We are asked to construe a remark of the learned surrogate that the proponents of the will of 1896 were entitled to a decree admitting it to probate by default as indicating an intention on his part to enter a decree that will recite that the relator has defaulted and thereby preclude him from appealing. The relator has appeared in the proceeding and will be entitled to appeal from any decree that may be entered. Section 2568 of the Code of Civil Procedure relates only to a default in appearing. The learned surrogate evidently meant by default the failure of the relator to produce evidence at the proper time, and the inference is not justified that he contemplates entering a decree reciting that it was made on the relator’s default.

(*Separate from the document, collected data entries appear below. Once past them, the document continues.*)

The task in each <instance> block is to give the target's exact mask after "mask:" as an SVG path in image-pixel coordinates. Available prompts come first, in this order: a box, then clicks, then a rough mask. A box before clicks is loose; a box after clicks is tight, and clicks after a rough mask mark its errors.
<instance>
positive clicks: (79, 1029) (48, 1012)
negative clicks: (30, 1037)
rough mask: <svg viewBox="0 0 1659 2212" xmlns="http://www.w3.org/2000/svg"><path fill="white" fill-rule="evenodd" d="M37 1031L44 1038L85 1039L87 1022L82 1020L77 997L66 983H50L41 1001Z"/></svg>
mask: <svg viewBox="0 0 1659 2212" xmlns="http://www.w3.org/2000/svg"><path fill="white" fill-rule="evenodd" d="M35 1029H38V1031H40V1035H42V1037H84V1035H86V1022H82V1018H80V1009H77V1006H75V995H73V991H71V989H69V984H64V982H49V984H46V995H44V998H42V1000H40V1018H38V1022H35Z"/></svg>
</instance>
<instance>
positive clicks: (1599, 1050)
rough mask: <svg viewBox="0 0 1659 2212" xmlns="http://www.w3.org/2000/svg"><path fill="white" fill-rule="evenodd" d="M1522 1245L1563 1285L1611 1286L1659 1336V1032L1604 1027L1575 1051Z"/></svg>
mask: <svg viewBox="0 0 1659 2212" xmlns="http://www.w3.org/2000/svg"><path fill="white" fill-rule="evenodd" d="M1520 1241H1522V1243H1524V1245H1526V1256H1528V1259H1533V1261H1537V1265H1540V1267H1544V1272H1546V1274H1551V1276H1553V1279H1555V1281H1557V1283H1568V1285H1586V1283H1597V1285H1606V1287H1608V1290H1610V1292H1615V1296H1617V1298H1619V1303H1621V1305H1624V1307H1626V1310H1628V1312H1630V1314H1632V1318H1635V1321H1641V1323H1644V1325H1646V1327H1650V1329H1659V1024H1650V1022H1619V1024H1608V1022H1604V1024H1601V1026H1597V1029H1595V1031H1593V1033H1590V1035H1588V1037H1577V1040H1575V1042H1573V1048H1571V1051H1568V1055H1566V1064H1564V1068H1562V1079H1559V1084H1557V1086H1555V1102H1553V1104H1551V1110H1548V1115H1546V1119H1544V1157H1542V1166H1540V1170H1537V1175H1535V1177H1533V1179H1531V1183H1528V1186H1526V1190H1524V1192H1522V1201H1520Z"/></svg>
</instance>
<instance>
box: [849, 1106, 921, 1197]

It is suggested by counsel for relator that, if the writ be refused, it will be taken as an indication that, in the opinion of this court, the surrogate may properly dismiss the proceedings for the probate of the will of 1900 and admit to probate the will of 1896. That would be an unwarranted inference. We refrain from expressing any opinion on questions of evidence, practice, procedure and discretion until they are properly before us by appeal. We merely hold that the surrogate has jurisdiction and is not proceeding in excess of his jurisdiction in a manner to justify issuing an absolute writ of prohibition.
The alternative writ was, therefore, properly quashed and dismissed and an absolute writ properly denied. The order should be affirmed, with fifty dollars costs and disbursements, and the surro*349gate and respondent are authorized to proceed in the matter of probating said wills as if the alternative writ had not been issued.
Patterson, Ingraham, McLaughlin and Hatch, JJ., concurred.